In our role as internal evaluators for international development projects, we are often faced with the challenge of meaningfully engaging stakeholders, project staff, and even our evaluator colleagues in other divisions to discuss obstacles, best practices, and lessons learned.  In 2017, we created a Monitoring, Evaluation, Research, Learning, and Adapting (MERLA) Community of Practice (CoP) at RTI International to create a space for learning and sharing internally on evaluation related topics. We now have 60+ members across the organization who come together to connect and share what we’re learning from our projects in order to adapt and improve.

Lessons Learned:

“Champions” are critical to the success of a Community of Practice

It was crucial to secure internal funding and leadership support early on. Additionally, our success depended heavily on a few core team members who “championed” our CoP’s goals and activities to their respective divisions. Externally, we reached out to peers in other organizations and our primary funder, USAID, to join us in a panel discussion in Washington DC in May of this year to discuss the critical issue of “From learning to adapting: How do we get to learning, and where do we go from there?”  Bringing together core members, internal leadership, and external support helped take the CoP from an idea to a reality.

Opening the Community of Practice for all to join and share their voices can instill diversity and inclusivity

The MERLA CoP grew from 15 core members to 60+ members in the last year, with representation from across technical divisions at the company (international development, statistical and social sciences and research, program management, and business development). By opening up the CoP beyond evaluators, we benefit from hearing how project managers view their M&E systems, challenges that business development colleagues come across when hiring for and incorporating M&E at the proposal stage, and how researchers can add value to M&E by helping to brainstorm and implement operations research to further fill any evidence gaps that come up during project implementation. This welcoming atmosphere has opened up the conversation and furthered understanding between evaluators and the people we often interact with in our work, both internally and externally.

Rad Resource:

USAID Policy Planning and Learning (PPL) Bureau’s Learning Lab has a ton of great resources on how to incorporate a learning culture in your project, evaluation, and organization.

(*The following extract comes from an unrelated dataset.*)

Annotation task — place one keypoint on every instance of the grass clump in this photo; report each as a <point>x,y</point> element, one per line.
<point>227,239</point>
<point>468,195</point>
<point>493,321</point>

The American Evaluation Association is celebrating Internal Evaluation (IE) Topical Interest Group Week. The contributions all this week to aea365 come from our IE TIG members. Do you have questions, concerns, kudos, or content to extend this aea365 contribution? Please add them in the comments section for this post on the aea365 webpage so that we may enrich our community of practice. Would you like to submit an aea365 Tip? Please send a note of interest to aea365 is sponsored by the American Evaluation Association and provides a Tip-a-Day by and for evaluators.


1 thought on “IE TIG Week: Building a Learning Culture via Communities of Practice by Molly Chen and Sarah Frazer”

  1. Hello Ms. Chen and Ms. Frazer

    My name is Debbie Rampersad and I am in the process of completing a Masters Degree in Education. My interests lie in developing and maintaining Professional Learning
    Communities (PLC) within my school.
    During this past year we have begun to implement a school wide literacy initiative. We do not have a solid PLC within our school but knew that this literacy initiative had to be implemented.

    Using your approach to evaluation, can you construct a theory of action so that my team can evaluate and implement the changes in our literacy program?
    Although we have sufficient background knowledge in literacy, we seem to be having some difficulty developing and implementing our plans in a collaborative manner.
    How would you suggest we develop the collaborative aspect of our evaluation?
    My thinking is that we missed some systematic steps in creating a balance between the stakeholders and and the need to improve learning for our students.

    Looking forward to your response.